Die Bretagne ist für dich, wenn du genau wie ich raue Landschaften magst, in denen es aber auch weiße Sandstrände gibt und sogar Palmen gedeihen. Wenn du Geschichte und Legenden magst, die wilde Küste und das Meer.

Wenn du Roadtrips und Reisen in Länder wie Irland oder England magst und Galettes, und Miesmuscheln mit Pommes (oh yeah!). Wenn du etwa eine Woche Urlaub hast (besser etwas mehr), in Europa verreisen möchtest und nicht viel vorplanen willst. Vielleicht geht es dir wie mir und du verbindest die Bretagne mit Erinnerungen an Schüleraustäusche und Sommerurlaube deiner Kindheit und du willst mal wieder zurück? Genau das habe ich diesen Sommer endlich getan.

Hier kommt mein Reisebericht mit unserer Rundreiseroute für eine Woche (bleib bitte etwas länger, wenn du kannst!), mit meinen Tipps zu Aktivitäten, Sehenswürdigkeiten, Restaurants, Unterkünften und mehr. Frisch für dich zum Nachreisen!

Tag 1: Rennes – St. Malo. Ein mysteriöses Hügelgrab und die Korsarenstadt am Meer.

  • Sehenswürdigkeiten & Aktivitäten: La Roche aux Fées, St. Malo
  • Übernachten: Hôtel Les Charmettes, St. Malo

Nach unserer Ankunft am Flughafen in Rennes holen wir den Mietwagen ab und fahren direkt los in Richtung Norden – Kurs auf die Küste! Unterwegs stoppen wir schon kurze Zeit später beim „Feenfelsen“ La Roche aux Fées, der außerhalb eines idyllischen Dorfs einfach so zwischen Feldern und Wiesen in der Landschaft steht.

Wenn du dich für mysteriöse, magische Orte und alte Legenden interessierst, bist du hier richtig.

 Bretagne La Roche aux Fees Dolmen Sehenswuerdigkeit

La Roche aux Fées ist das größte megalithische Grab Frankreichs, ein „Dolmen“, der etwa 4.000 Jahre alt ist. Wer die bis zu 40 Tonnen schweren Gesteinsblöcke hierher gebracht und aufgestellt hat, weiß man bis heute nicht. Der Legende nach war es die Fee Viviane (die Geliebte des Zauberers Merlin aus der Artus-Sage), die das Steingrab mit anderen Feen in einer Nacht errichtet hat. (Klingt eigentlich ganz plausibel, oder?) Der Ort hat jedenfalls eine besondere Energie.

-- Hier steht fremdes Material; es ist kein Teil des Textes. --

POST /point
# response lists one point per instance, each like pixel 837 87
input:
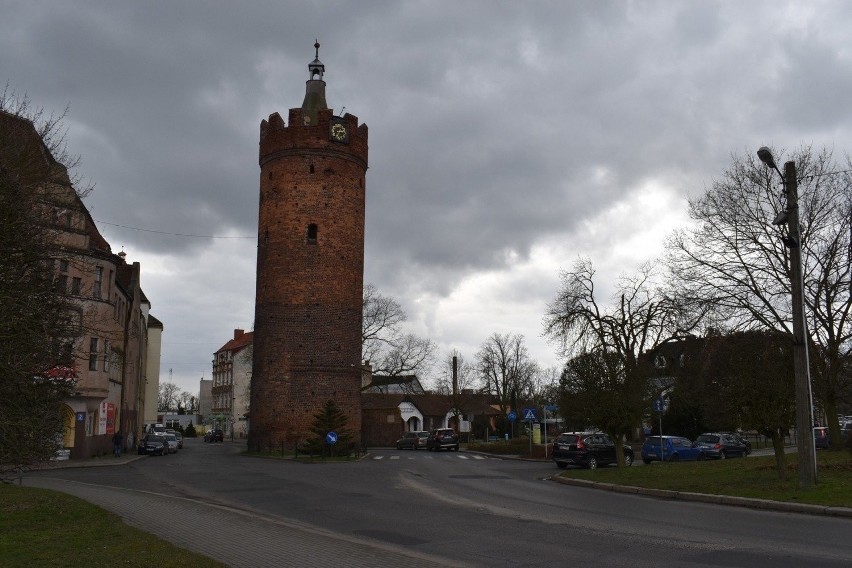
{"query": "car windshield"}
pixel 567 439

Die alte Seefahrer- und Korsarenstadt St. Malo ist unser nächstes Ziel. Wie eine Zitadelle aus Granit ragt die mit dicken Wehrmauern befestigte Altstadt ins Meer hinein. Außerhalb der Altstadt führt eine Promenade kilometerweit am Strand entlang. Hier, direkt am Meer, kehren wir zum Sonnenuntergang im Hôtel Les Charmettes ein, einem kleinen und liebevoll dekorierten Boutiquehotel in einem alten Haus. Der Roadtrip am Meer hat begonnen!

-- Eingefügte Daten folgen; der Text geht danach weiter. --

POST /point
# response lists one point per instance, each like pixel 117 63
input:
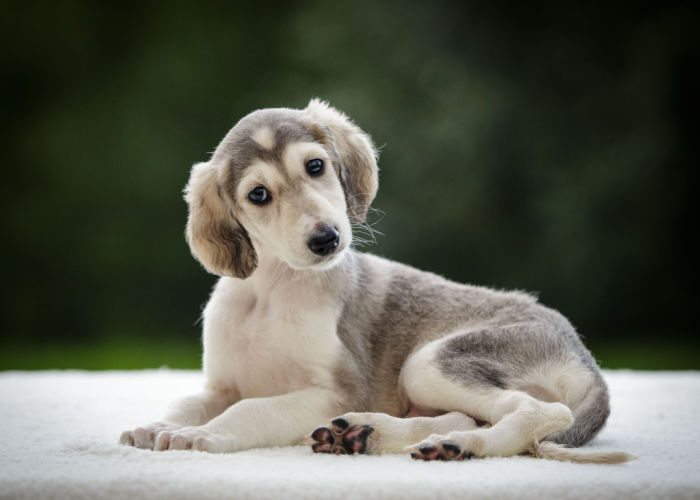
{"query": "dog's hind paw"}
pixel 341 438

St-Malo-Altstadt-Bretagne-Sehenswuerdigkeit

St Malo Bretagne Hotel Les Charmettes

  • Mein Tipp: Routenvariante: Wer mehr Zeit hat, schaut sich zunächst die hübsche Universitätsstadt Rennes an, die Hauptstadt der Bretagne, und/oder stoppt auf dem Weg nach St. Malo noch in Dinan mit seiner schönen historischen Altstadt (hier war ich früher zum Schüleraustausch!).
  • Da St. Malo sehr touristisch ist, war ich froh, dass wir außerhalb der Altstadt übernachtet haben (direkt am Meer). Zu Fuß oder mit dem Auto seid ihr dann schnell in der Altstadt.

Tag 2: St. Malo – Saint Guirec. Die Altstadt von St. Malo und Kajaken im Bréhat Archipel.

  • Sehenswürdigkeiten & Aktivitäten: Altstadt von St. Malo, Sea Kayaking im Bréhat Archipel
  • Übernachten: Hôtel Saint-Guirec, Saint-Guirec

Während die Altstadt von St. Malo mit ihren kleinen Gassen, Läden, Cafés, Souvenirshops und Creperien am nächsten Vormittag erst langsam erwacht, spazieren wir schon durch die engen gepflasterten Gassen voller hoher Granithäuser, bestaunen ein altes Piratenschiff im Hafen und flanieren auf den mächtigen Wehrmauern der Zitadelle entlang.

St-Malo-Altstadt-Mauern

St-Malo-Bretagne-Tipps

St-Malo-Bretagne

St Malo Bretagne Sehenswuerdigkeiten Tipps

St-Malo-Zitadelle

Von den dicken grauen Festungsmauern schweift der Blick weit hinaus aufs Meer und vorgelagerte Inselchen. Ein paar alte Kanonen zeigen immer noch hinaus, geduldig auf etwas wartend.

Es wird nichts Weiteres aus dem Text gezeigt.